Rätselraten über die vielen Stürze
98. Tour de France: Massensturz auf der 9. Etappe / Tagesieg an Luis-Leon Sanchez
Die Stürze bei der Tour de France nehmen kein Ende. Bei der schon vom Profil her sehr anspruchsvollen gestrigen neunten Etappe durch das Zentralmassiv machte ein Massensturz die Ambitionen von Alexander Winokurow (Kasachstan) und Jurgen Van Den Broeck (Belgien) zunichte.

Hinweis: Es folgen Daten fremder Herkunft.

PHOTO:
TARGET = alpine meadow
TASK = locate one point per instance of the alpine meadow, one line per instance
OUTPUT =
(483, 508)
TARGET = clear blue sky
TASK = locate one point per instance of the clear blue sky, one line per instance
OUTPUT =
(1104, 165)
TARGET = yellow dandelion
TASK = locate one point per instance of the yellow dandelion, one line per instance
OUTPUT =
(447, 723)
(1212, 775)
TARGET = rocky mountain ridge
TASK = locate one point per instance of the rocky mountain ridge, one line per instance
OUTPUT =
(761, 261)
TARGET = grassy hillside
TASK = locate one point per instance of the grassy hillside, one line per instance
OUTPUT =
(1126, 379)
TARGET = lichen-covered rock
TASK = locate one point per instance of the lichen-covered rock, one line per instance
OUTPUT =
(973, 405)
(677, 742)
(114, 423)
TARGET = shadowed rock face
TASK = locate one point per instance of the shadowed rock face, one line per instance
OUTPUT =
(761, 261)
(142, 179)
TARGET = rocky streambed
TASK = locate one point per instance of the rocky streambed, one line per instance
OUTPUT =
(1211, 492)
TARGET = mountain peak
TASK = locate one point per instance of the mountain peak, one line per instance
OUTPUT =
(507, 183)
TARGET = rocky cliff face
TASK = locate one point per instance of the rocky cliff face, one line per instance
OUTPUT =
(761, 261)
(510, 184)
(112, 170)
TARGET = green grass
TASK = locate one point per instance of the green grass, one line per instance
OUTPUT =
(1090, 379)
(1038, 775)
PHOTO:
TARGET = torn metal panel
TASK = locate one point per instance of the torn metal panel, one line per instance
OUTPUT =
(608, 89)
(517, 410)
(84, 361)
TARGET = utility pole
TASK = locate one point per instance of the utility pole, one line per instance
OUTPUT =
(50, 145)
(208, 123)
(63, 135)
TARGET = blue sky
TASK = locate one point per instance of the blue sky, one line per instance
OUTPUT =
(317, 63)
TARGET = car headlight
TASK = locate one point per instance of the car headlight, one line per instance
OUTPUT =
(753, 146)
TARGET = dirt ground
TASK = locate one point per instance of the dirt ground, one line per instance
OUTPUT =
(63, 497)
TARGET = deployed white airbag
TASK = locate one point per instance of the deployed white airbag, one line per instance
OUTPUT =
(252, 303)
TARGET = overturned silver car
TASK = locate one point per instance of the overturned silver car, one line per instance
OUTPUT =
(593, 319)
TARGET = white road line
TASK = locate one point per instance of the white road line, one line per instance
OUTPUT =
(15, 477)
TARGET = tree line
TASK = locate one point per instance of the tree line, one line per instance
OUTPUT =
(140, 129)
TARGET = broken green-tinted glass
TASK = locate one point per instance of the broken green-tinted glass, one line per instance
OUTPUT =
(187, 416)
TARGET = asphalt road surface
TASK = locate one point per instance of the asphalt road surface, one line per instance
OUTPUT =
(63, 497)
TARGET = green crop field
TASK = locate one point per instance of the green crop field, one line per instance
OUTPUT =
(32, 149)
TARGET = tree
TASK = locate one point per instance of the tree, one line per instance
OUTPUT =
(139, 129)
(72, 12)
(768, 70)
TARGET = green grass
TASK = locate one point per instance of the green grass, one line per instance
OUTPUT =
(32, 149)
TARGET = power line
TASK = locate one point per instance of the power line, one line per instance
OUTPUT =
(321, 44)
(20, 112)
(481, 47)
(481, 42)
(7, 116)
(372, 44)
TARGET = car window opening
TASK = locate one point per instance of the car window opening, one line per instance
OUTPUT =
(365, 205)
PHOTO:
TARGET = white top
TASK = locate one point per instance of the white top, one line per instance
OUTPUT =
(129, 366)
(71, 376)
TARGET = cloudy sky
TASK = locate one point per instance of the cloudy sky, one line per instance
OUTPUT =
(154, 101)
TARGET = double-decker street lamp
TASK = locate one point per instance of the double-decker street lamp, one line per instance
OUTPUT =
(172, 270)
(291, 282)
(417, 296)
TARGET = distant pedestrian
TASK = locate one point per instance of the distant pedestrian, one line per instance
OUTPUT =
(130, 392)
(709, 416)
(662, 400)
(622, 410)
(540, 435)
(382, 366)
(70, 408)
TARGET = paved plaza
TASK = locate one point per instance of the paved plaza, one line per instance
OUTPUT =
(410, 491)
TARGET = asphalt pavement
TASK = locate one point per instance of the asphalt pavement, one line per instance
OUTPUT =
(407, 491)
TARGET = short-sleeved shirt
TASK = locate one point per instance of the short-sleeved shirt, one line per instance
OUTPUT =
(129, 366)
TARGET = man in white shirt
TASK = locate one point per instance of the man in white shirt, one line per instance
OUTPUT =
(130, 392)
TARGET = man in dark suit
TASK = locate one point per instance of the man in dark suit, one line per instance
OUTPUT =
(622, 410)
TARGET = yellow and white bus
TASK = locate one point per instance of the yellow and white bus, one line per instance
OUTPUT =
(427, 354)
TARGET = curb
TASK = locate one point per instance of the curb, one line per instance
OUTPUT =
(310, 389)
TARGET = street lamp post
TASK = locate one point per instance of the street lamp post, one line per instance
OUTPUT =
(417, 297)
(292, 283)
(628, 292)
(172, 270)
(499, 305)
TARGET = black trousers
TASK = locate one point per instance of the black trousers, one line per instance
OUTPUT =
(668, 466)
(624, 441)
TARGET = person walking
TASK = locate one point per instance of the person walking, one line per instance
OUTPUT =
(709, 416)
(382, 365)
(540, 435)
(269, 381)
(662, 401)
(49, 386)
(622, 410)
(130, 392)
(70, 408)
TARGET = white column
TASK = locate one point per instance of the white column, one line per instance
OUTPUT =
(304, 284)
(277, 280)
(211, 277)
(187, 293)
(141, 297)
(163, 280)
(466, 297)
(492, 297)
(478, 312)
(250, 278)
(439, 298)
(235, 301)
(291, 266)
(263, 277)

Weil auch drei der vier Radioshack-Co-Kapitäne sowie der Brite Wiggins (Sky), der Spanier Sanchez (Euskatel) und der Holländer Gesink durch Stürze ausfielen beziehungsweise viel Zeit verloren, hat sich das bei Tourstart mehr als ein Dutzend Fahrer umfassende Feld der Podiumskandidaten jetzt auf eine Handvoll reduziert.
Den unglaublichsten Unfall verursachte jedoch ein Fahrzeug des französischen Fernsehens, das zwei Fahrer einer fünfköpfigen Spitzengruppe, den Spanier Antonio Flecha (Sky) und den Niederländer Johnny Hoogerland (Vacansoleilo), umfuhr. Sie kamen mit dem Schrecken davon und konnten die Fahrt fortsetzen.
Bevor es nach dem heutigen Ruhetag in die Pyrenäen geht, ist aus der Tour de France ein Wettbewerb des Versehrtensports geworden. Alexander Winokurow konnte nicht einmal mehr laufen. Zwei Astana-Leute griffen ihm unter die Arme und schleppten den Kasachen aus einem Gebüsch am Straßengraben nach oben. Das rechte Bein war verdreht. Aus!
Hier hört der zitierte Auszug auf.